In 1994, when Jenny M. Buccos graduated from Fonda-Fultonville High School, she wasn’t dreaming of the Champion of Change title recently bestowed on her by the White House.
She was probably thinking about studying theater in Boston. In fact, nearly two decades later, she was surprised last week when she checked her email to find a message beginning with the words, “Dear Jenny, Congratulations!”
“I don’t even know who nominated me,” she said.
The honor is part of President Obama’s Winning the Future initiative.
Small groups of community-driven educators and entrepreneurs are chosen from a pool of 15,000 nominees and recognized for their efforts each week.
Buccos, who now lives in Brooklyn, was carried to the top of that pool by her work on ProjectExplorer.org, a nonprofit organization dedicated to bringing a world perspective into the classroom through free interactive Web content.
More online
• Visit www.projectexplorer.org for information about the nonprofit.
• See other Champions of Change at www.whitehouse.gov/champions.
“We live in a global society,” she said. “People can’t just say ‘I’m an American’ and not learn about the rest of the world.”
Buccos launched the site in 2003 with the financial help of a few friends and a small crew of volunteers.
Their first project was a series of travel videos, essays and lessons on Shakespeare’s England.
She wrote a letter to actor and known Shakespeare enthusiast Kevin Spacey, who runs the Old Vic Theatre in London, asking if he would help.
“Once Spacey was on board, everything fell into place,” she said. “People donated hotel rooms, equipment.”
At the end of the trip, Buccos had 40 short videos and a full lesson plan for only about $20,000.
ProjectExplorer.org was off and running.
Since that time, she’s overseen the shooting and editing of 375 short films all over the globe, interviewed international figures from U.N. ambassadors to Nobel Prize winners, and written dozens of lesson plans.

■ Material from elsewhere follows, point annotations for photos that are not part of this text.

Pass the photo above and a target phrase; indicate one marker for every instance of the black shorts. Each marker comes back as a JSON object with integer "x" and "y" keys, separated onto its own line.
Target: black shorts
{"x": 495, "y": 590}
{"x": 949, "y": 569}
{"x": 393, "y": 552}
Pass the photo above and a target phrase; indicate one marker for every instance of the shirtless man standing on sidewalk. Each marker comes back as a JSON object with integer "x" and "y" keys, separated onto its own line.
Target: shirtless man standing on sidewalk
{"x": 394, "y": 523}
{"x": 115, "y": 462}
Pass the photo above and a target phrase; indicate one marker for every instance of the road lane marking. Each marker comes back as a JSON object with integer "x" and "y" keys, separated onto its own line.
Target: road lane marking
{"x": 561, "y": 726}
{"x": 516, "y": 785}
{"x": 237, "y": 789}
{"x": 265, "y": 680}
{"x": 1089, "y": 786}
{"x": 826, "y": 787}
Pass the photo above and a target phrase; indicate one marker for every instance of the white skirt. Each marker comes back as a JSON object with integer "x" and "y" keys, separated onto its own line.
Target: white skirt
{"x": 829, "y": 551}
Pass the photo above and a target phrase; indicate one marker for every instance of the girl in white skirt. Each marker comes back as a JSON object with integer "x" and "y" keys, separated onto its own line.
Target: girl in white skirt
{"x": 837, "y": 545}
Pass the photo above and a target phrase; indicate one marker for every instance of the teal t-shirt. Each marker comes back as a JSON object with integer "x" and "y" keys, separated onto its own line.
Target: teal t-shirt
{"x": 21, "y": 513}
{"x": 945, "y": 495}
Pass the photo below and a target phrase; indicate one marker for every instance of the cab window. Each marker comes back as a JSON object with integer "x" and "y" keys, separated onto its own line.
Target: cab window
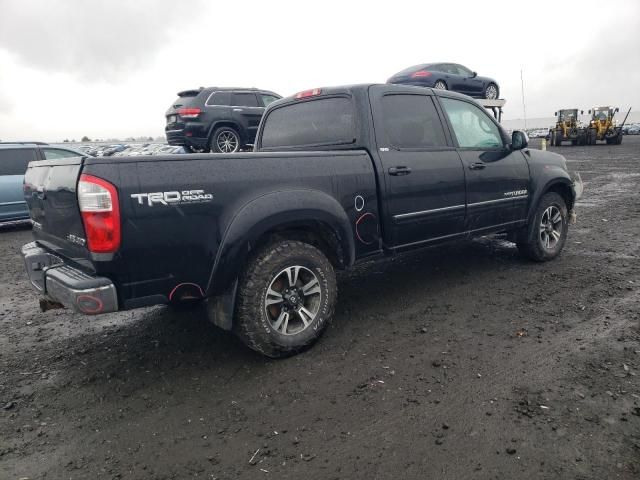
{"x": 53, "y": 153}
{"x": 412, "y": 121}
{"x": 472, "y": 127}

All that knowledge is funneled through the website, giving students an insight into the world outside their hometown and racking up roughly 450,000 hits a month.
She’s now the director, producer and series creator of the nonprofit entity she created.
As with most good ideas, Project Explorer took a leap of faith to bring to life.
Buccos was working for a New York City investment bank in 1999 when the idea first came to her.
She was sent to Tokyo and Hong Kong on business, an experience she said changed her life.
“I came back thinking how valuable travel could be to students,” she said.
Then, in the wake of the terror attacks of Sept. 11, 2001, when Buccos lost her job with the bank, the idea came back to her.
“I watched as people around me developed a fear of the unknown,” she said, “and the bank gave me a severance package, so I had time to think about what to do about it.”
While Buccos credits more recent life experience with giving her the starting boost, her mother, Claudia, who still lives in Fonda, said her daughter has always been a motivated person.
“She’s a hard worker, always has been,” she said. “And we tried to travel with the children. Nothing extensive, Canada and Mexico, but we wanted them to know there was more to the world than Fonda.”
ProjectExplorer.org can go a long way to giving a student that larger perspective, which, at least to the White House, is a noteworthy accomplishment.